July 19 (Bloomberg) -- American Airlines plans a record order of about 400 narrow-body jets split between Boeing Co. and Airbus SAS, giving the European planemaker a toehold at the U.S. carrier, four people familiar with the matter said.
Counting options and future purchase rights, the deal may reach 900 planes, said two of the people, who aren’t authorized to speak publicly. The board of American parent AMR Corp. will review the proposal at a meeting that starts tonight, another person said. The breakdown is under discussion, the people said.

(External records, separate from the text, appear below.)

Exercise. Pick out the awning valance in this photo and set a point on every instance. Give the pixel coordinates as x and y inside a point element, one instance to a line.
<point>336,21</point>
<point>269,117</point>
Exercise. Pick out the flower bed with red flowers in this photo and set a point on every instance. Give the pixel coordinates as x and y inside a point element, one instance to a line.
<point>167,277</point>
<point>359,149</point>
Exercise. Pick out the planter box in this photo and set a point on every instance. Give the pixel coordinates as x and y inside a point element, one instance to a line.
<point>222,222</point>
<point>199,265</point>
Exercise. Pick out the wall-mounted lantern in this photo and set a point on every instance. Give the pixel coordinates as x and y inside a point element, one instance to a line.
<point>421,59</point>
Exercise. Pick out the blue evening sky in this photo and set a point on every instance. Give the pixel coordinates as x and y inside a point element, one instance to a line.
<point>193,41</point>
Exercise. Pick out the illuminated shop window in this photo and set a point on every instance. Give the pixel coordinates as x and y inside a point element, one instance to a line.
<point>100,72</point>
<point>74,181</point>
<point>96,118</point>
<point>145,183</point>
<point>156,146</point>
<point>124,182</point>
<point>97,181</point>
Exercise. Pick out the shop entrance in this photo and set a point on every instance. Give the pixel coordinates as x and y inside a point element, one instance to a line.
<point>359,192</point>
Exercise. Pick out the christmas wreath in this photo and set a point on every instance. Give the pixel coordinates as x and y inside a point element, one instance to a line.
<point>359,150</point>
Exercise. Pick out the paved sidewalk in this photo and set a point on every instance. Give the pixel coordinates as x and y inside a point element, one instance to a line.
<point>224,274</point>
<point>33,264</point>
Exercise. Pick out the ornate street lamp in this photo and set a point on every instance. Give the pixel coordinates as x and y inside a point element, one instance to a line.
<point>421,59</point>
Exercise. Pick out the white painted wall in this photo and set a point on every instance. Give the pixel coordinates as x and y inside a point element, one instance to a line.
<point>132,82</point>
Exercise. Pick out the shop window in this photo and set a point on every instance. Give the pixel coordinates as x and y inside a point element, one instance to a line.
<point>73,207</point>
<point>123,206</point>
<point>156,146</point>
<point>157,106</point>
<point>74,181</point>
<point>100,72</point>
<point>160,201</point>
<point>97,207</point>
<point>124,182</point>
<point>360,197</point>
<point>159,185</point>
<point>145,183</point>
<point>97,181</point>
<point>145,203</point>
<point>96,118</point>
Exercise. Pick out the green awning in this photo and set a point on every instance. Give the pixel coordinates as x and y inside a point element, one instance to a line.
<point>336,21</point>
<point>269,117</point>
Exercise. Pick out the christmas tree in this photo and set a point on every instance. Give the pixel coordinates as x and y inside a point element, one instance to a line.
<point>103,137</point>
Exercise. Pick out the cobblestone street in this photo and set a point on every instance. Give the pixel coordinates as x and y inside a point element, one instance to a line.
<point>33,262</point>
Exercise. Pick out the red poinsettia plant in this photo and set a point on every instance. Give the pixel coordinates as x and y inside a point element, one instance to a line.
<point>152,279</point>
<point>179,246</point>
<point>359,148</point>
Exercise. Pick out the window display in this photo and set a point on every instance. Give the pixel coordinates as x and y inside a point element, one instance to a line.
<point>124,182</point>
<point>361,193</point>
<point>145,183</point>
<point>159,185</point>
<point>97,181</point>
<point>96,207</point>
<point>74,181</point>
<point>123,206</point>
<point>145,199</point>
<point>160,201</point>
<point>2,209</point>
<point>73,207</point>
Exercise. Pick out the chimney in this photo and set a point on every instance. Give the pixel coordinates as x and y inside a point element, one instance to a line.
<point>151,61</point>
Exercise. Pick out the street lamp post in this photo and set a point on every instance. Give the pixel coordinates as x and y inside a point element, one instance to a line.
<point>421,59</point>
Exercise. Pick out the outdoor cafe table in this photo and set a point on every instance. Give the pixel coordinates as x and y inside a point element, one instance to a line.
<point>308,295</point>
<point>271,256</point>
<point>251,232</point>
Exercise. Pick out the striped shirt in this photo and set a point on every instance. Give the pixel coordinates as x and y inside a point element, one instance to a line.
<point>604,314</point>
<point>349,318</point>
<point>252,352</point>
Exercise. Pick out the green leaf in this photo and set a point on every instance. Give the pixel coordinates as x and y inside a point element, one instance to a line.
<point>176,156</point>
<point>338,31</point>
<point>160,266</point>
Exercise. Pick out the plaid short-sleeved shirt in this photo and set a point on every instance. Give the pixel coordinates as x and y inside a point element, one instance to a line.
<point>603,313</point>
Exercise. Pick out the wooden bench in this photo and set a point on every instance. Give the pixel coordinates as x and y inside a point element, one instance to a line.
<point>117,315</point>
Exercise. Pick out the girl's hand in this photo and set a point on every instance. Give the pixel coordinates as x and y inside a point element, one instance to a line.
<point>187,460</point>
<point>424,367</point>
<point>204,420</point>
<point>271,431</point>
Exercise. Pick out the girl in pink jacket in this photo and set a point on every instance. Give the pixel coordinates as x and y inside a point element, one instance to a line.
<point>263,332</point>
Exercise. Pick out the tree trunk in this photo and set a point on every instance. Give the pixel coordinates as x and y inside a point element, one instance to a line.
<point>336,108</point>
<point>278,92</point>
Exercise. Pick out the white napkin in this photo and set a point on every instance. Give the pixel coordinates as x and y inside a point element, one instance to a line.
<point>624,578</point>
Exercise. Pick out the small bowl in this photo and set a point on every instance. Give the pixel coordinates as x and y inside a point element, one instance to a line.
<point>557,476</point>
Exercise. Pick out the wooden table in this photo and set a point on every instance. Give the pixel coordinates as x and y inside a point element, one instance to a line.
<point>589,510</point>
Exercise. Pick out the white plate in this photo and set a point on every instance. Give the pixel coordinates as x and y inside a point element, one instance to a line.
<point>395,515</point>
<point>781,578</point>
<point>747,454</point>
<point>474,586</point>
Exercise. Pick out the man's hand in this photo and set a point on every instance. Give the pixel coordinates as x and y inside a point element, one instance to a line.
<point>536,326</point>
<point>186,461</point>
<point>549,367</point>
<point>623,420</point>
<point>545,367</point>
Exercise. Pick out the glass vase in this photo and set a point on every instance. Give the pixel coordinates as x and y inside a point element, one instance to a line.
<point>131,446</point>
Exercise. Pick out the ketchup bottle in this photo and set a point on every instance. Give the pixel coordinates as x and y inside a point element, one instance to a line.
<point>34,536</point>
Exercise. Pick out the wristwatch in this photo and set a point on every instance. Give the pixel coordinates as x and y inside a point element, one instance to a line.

The 400 planes may have a list value of about $37 billion, based on average retail prices from which airlines negotiate discounts. Taken together, the transaction would be the industry’s biggest firm order ever, eclipsing AirAsia Bhd.’s agreement last month to buy 200 upgraded Airbus A320neos.
American has an all-Boeing fleet and hadn’t ordered Airbus jets since 1987. Boeing’s proposal includes upgrading its 737 with new engines to counter the A320neo, three people said, after the Chicago-based company had said for more than a year that it favored building an all-new single-aisle aircraft.
Boeing and Airbus would help finance the acquisitions by leasing 230 of the jets to American, in effect keeping the aircraft on their balance sheets, according to one of the people. Those planes eventually would be sold to leasing companies, the person said.
Ryan Mikolasik, an outside spokesman for Fort Worth, Texas-based American, said the third-largest U.S. airline wasn’t discussing its plans. Boeing’s Mike Tull and Airbus’s Mary Anne Greczyn also declined to comment.
News Conference Set
American tentatively scheduled a news conference at 10 a.m. Dallas time tomorrow at Dallas-Fort Worth International Airport, the carrier’s largest hub.
AMR rose 2 cents to $4.93 in New York Stock Exchange composite trading, snapping a string of six straight declines, while Boeing gained 98 cents, or 1.4 percent, to $70.53. Airbus parent European Aeronautic Defence & Space Co. added 17 cents to 23.93 euros in Paris.
New planes would help American refresh a fleet that in 2010 averaged 15 years of age, tied with Delta Air Lines Inc. for the oldest among the six biggest U.S. carriers. Jet fuel and labor are the largest expenses at airlines, so savings from more-economical aircraft would help AMR’s efforts to end two straight annual losses.
The trade-off is that adding Airbus planes ends American’s strategy of holding down operating costs by flying only Boeing jets, said Robert Mann, owner of consultant R.W. Mann & Co. The move also creates permanent scheduling inefficiencies, he said.
“They’ve been preaching fleet simplification for years, and all of a sudden it doesn’t matter,” Mann said in an interview from Port Washington, New York. “It’s almost as if the pricing is so attractive they think they can ignore the complexity costs over the life of the airplanes.”
With Boeing’s proposal to upgrade the 737 with new engines, the planemaker is following the lead of Airbus, which announced that step last year for its A320 jet family. Boeing hasn’t said publicly whether it would re-engine the 737, a less-expensive option, or wait until later this decade to offer a new jet. Boeing’s board still has to approve a new-engine plan, according to the people familiar with that matter.
The 737 and A320 compete in the single-aisle segment that makes up the biggest part of the global airline fleet.
New narrow-body planes would help American replace its 216 Boeing MD-80s, the most common model among the carrier’s 613 mainline jets. A workhorse on domestic routes, American’s MD-80s average more than 20 years of age and went out of production in 1999.
American began receiving deliveries two years ago on an order of 130 737-800s that will be completed in 2013. Those planes are 25 percent more fuel-efficient than the MD-80s. The airline stopped flying Airbus jets in 2009.
AMR also is recommending that directors approve the spinoff of regional carrier American Eagle, three people familiar with the matter said. There is no guarantee that the board will vote on Eagle’s future, the people said.
AMR and the Eagle pilots’ union negotiated an agreement for ownership of the smaller airline’s planes to be transferred to American, where they can be parceled out to other airlines to provide regional flying, according to Tony Gutierrez, chairman of the Air Line Pilots Association unit at Eagle.
In exchange, American agreed to terms that include offering a future job to all 3,000 current Eagle pilots, putting them in the queue first when the larger airline is hiring, Gutierrez said in an e-mail to members.
AMR has studied options for Eagle for more than a year. A spinoff would allow American to hire additional regional carriers and let Eagle fly for other major airlines. Tim Smith, an American spokesman, declined to comment.